Volume holograms are holograms where the thickness of the recording material is much larger than the light wavelength used for recording. In this case diffraction of light from the hologram is possible only as Bragg diffraction, i.e., the light has to have the right wavelength (color) and the wave must have the right shape. Volume holograms are also called thick holograms or Bragg holograms.
A holographic display is a type of display that utilizes light diffraction to create a virtual three-dimensional image of an object. Holographic displays are distinguished from other forms of 3D imaging in that they do not require the aid of any special glasses or external equipment for a viewer to see the image.

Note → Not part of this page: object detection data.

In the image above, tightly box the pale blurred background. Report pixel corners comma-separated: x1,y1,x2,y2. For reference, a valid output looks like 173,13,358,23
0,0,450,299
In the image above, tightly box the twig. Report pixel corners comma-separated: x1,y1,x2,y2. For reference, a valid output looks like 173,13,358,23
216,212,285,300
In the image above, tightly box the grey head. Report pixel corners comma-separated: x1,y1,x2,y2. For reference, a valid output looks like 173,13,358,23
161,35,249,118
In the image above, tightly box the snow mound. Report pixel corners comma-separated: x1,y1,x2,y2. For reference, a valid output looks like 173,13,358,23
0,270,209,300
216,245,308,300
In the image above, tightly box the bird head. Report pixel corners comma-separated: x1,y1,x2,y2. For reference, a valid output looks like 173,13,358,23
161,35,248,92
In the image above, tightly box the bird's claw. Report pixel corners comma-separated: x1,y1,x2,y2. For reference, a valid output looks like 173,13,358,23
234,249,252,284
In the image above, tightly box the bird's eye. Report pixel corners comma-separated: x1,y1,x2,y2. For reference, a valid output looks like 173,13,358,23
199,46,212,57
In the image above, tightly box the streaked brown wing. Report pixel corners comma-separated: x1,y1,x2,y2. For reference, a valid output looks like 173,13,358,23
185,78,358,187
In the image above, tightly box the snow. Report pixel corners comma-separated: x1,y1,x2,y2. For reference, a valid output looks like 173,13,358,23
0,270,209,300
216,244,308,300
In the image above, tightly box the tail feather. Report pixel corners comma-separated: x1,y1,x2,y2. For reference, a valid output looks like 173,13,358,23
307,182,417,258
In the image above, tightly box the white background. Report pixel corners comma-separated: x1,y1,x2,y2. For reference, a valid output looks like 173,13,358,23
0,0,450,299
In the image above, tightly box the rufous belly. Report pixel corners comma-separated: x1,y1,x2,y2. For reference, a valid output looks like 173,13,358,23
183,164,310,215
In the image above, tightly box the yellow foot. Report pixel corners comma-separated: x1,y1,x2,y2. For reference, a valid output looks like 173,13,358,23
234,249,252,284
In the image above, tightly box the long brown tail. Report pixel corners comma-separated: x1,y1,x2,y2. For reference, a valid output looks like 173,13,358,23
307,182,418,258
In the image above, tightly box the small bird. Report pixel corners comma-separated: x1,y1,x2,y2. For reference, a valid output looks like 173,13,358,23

Digital holographic microscopy (DHM) is digital holography applied to microscopy. Digital holographic microscopy distinguishes itself from other microscopy methods by not recording the projected image of the object. Instead, the light wave front information originating from the object is digitally recorded as a hologram, from which a computer calculates the object image by using a numerical reconstruction algorithm. The image forming lens in traditional microscopy is thus replaced by a computer algorithm.

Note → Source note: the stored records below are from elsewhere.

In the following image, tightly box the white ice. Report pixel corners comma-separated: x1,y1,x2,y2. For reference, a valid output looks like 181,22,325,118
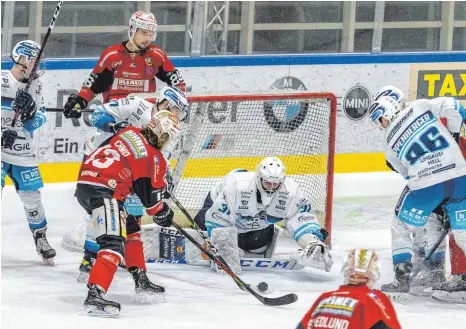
1,178,466,329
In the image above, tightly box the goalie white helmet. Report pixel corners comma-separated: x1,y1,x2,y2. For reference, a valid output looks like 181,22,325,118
10,40,43,79
369,96,401,129
374,85,405,104
256,157,285,205
128,10,157,41
341,249,380,289
157,86,189,120
147,111,181,150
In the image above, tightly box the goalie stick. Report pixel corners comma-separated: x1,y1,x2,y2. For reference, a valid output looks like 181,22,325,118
170,195,298,306
11,1,63,127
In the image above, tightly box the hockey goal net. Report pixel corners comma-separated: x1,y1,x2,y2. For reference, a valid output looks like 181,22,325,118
62,90,336,250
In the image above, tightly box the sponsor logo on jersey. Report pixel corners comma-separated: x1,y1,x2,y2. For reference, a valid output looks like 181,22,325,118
308,315,349,329
392,111,435,155
118,78,144,87
264,76,309,132
122,71,140,77
313,296,358,317
81,170,99,177
144,57,153,66
120,130,147,159
112,61,123,69
416,70,466,99
343,85,372,121
115,140,131,157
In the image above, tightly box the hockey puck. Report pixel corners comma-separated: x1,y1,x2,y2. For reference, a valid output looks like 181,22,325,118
257,282,269,292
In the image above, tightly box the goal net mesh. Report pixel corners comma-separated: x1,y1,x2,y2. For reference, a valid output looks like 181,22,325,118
140,91,336,236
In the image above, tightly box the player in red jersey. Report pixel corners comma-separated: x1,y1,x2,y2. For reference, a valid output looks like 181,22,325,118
297,249,401,329
75,111,180,316
63,10,186,118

Other closely related microscopy methods to digital holographic microscopy are interferometric microscopy, optical coherence tomography and diffraction phase microscopy. Common to all methods is the use of a reference wave front to obtain amplitude (intensity) and phase information. The information is recorded on a digital image sensor or by a photodetector from which an image of the object is created (reconstructed) by a computer. In traditional microscopy, which do not use a reference wave front, only intensity information is recorded and essential information about the object is lost.
Holographic interference microscopy
(HIM) is holographic interferometry applied for microscopy for visualization of phase micro-objects. Phase micro-objects are invisible because they do not change intensity of light, they insert only invisible phase shifts. The holographic interference microscopy distinguishes itself from other microscopy methods by using a hologram and the interference for converting invisible phase shifts into intensity changes.